POWER DIALOGUE: Nigeria Must Build, Not Just Buy

  • At the 118th Power Dialogue, stakeholders called for stronger local content to ensure Nigeria’s energy transition drives jobs, innovation, and industrial growth.
  • The dialogue highlighted the need for greater support for local manufacturers, youth-led innovation, and domestic energy value chains.

Energy sector leaders, policymakers, development partners, industry experts, and youth advocates have called for a deliberate, coordinated effort to strengthen local content across Nigeria’s energy value chain as a critical pathway to an inclusive, sustainable energy transition.

The call was made during the 118th edition of the Power Dialogue, themed “Scaling Local Content for Accelerated Energy Transition,” organised by The Electricity Hub and Nextier, in partnership with the United Nations Development Programme (UNDP) Nigeria, at the UN House in Abuja on Wednesday, June 3, 2026.

The dialogue brought together key stakeholders to examine how Nigeria can leverage local manufacturing, technology transfer, workforce development, innovation, and policy reforms to position Nigerians at the centre of the country’s clean energy future.

Opening the discussion, Communications Consultant at The Electricity Hub, Blessing Afolabi, challenged participants to consider how Nigeria can accelerate energy access while simultaneously building the local capabilities required to sustain the transition. As conversations around local manufacturing, technology transfer, workforce development, and recent policy proposals on solar imports continue to gain momentum, stakeholders agreed that the time has come to move beyond ambition and focus on implementation.

Beyond Energy Access: Capturing Economic Value

n his welcome remarks, Dr Geoffrey Omedo, Technical Specialist, Climate and Energy Finance at UNDP Nigeria, highlighted the urgency of building local capabilities alongside the country’s energy transition ambitions. He noted that Africa risks remaining a supplier of raw materials while other regions capture the value associated with manufacturing and innovation.

According to him, Africa continues to export raw materials while other regions capture the value associated with manufacturing, processing, and technology development. “If we do not try to stem the ongoing importation craze, we are basically importing away jobs,” he noted, emphasising the need for stronger local participation across renewable energy supply chains.

Dr Omedo further highlighted the rapid growth of the global renewable energy industry and questioned why Africa, despite possessing significant mineral resources and one of the world’s largest energy access deficits, continues to occupy the margins of emerging clean energy value chains.

He stressed that scaling local content must involve not only manufacturing but also investments in research, innovation, and workforce development, citing UNDP’s University Innovation Ports initiative as one example of efforts to strengthen local capacity and bridge the gap between academia and industry.

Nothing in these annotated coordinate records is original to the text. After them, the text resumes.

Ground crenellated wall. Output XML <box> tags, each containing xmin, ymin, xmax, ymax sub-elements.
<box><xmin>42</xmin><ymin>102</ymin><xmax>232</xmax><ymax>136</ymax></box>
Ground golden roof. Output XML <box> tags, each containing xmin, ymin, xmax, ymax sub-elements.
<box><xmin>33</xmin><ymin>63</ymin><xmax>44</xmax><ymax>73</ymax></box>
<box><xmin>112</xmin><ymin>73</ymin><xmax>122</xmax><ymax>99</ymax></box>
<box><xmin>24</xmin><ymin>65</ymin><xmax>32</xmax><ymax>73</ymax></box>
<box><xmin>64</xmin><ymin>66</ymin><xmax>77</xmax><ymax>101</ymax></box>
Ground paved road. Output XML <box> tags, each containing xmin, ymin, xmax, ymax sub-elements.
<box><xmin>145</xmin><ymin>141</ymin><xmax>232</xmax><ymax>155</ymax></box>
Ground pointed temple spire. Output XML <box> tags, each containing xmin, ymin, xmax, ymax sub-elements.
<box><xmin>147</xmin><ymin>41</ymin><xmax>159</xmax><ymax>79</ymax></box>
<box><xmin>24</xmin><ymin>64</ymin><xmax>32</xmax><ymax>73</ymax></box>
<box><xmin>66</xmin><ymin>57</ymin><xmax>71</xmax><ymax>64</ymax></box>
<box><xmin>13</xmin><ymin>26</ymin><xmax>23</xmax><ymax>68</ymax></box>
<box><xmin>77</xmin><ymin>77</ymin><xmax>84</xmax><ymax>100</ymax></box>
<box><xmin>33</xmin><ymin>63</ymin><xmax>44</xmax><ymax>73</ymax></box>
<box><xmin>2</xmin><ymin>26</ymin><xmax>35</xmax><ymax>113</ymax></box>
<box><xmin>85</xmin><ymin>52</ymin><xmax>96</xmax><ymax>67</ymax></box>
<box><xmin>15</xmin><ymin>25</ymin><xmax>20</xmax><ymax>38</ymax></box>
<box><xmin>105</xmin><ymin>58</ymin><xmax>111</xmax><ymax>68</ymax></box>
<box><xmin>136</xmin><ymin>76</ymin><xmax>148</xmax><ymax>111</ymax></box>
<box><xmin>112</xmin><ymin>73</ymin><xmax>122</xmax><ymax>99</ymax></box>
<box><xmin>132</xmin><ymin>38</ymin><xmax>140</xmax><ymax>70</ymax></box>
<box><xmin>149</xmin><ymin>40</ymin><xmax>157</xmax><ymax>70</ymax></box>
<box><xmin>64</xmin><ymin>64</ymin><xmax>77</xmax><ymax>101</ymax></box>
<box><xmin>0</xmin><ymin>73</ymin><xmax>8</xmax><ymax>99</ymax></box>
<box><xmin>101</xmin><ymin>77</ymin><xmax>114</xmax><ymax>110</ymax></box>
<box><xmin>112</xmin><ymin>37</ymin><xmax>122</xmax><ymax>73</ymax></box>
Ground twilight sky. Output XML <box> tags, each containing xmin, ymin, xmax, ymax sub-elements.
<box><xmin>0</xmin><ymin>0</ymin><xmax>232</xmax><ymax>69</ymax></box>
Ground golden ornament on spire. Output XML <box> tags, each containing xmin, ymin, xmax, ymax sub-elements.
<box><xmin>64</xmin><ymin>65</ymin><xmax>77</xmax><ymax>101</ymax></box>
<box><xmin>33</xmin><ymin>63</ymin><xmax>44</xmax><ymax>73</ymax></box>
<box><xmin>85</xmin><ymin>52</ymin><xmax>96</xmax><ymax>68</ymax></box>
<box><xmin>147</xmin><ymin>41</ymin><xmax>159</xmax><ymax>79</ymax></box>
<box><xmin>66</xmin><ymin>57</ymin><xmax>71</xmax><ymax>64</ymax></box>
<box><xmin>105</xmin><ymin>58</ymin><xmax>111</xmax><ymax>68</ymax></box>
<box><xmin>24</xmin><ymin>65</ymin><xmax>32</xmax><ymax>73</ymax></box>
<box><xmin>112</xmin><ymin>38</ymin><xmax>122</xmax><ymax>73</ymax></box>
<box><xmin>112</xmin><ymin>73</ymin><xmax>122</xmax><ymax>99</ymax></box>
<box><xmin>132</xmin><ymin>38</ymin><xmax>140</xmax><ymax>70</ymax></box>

Local Content Must Mean More Than Local Ownership

Delivering a thematic presentation titled The Dangers of Foretold Stories: Why We Must Own the Value, Not Just the Narrative, Busayo Omofe, Sustainable Energy Programme Officer at UNDP Nigeria, challenged stakeholders to rethink the concept of local content. She argued that local content should not be measured solely by the presence of local resources or local ownership but by the country’s ability to create productive capacity, generate innovation, and retain value within the domestic economy.

Omofe emphasised that energy transition is not merely an energy-sector conversation but a broader national development agenda with implications for agriculture, healthcare, education, manufacturing, and economic productivity. “The real prize is not the megawatts,” she argued. “The real prize is the economic value those megawatts create.”

She further called for greater attention to neglected opportunities such as clean cooking, local innovation ecosystems, and indigenous data generation, warning that countries that fail to define their own development pathways risk having those pathways defined by others.

Industry Calls for Practical Support for Local Manufacturers

During the panel discussion moderated by Irene David-Arinze, Founder of LIDA Network, participants examined the barriers preventing local businesses from competing effectively within Nigeria’s renewable energy market.

Habiba Ali, CEO of Sosai Renewable Energies, argued that Nigeria’s challenge is not a lack of talent or entrepreneurial capacity but an inability to scale existing efforts. She identified financing constraints, taxation, weak market awareness, limited institutional support, and high certification costs as major obstacles facing local manufacturers and innovators.

Ali also highlighted a persistent trust deficit around locally produced technologies, noting that many consumers and developers continue to favour imported products despite the emergence of indigenous alternatives. Stakeholders agreed that public procurement could serve as a powerful tool for stimulating domestic industries, with calls for a greater share of government-funded energy projects to source products and services from local manufacturers.

Regional Markets and Industrial Strategy

Participants also stressed that Nigeria’s local content ambitions cannot be pursued in isolation. While acknowledging recent progress, including the export of Nigerian-assembled solar panels to regional markets, speakers argued that achieving scale will require stronger regional cooperation, harmonised policies, and effective implementation of the African Continental Free Trade Area (AfCFTA).

The discussion highlighted the importance of building integrated African value chains capable of competing globally, particularly in emerging sectors such as solar manufacturing, battery production, electric mobility, and critical mineral processing.

Chibueze Ekeh, CEO of CEESOLAR, argued that financing for energy access must move beyond infrastructure deployment to focus on economic transformation. He noted that while significant funding is being mobilised for renewable energy projects, the long-term success of such investments will depend on their ability to stimulate local industries, create jobs, and support productive uses of energy. “The government has taken up loans and provided subsidies to support renewable energy growth, but the question is how that money circulates back into the economy,” he said. Ekeh stressed that energy investments should be intentionally linked to local manufacturing, agro-processing, and small businesses to ensure that communities not only receive electricity but also gain the economic opportunities needed to sustain development.

Youth Must Be Builders, Not Beneficiaries

The dialogue also examined the role of young people in shaping Nigeria’s energy future.

Damilola Hamid Balogun, Co-Founder and CEO of the Youth Sustainable Development Network (YSDN), noted that young people constitute the majority of Nigeria’s population and are already contributing to the sector through innovation, advocacy, entrepreneurship, and project implementation. However, he argued that many energy programmes continue to treat youth primarily as beneficiaries rather than as active participants in designing and implementing solutions.

“An energy transition that does not create jobs, include young people, and shape both thinkers and doers is merely a technology transfer, not an energy transition,” he said. He called for dedicated financing windows, stronger policy support, and greater inclusion of youth-led enterprises in major energy initiatives.

The Way Forward

A clear consensus emerged from the dialogue: Nigeria’s energy transition must be designed not only to deliver electricity, but also to create jobs, strengthen industries, stimulate innovation, and expand economic opportunities. Achieving this will require coordinated action across government, industry, academia, development partners, and civil society to support local manufacturing, strengthen workforce development, improve access to finance, encourage technology transfer, and create markets for indigenous solutions.

As Nigeria pursues universal energy access and a cleaner energy future, participants agreed that the country’s success will depend not only on how much energy it generates, but on how much value it creates.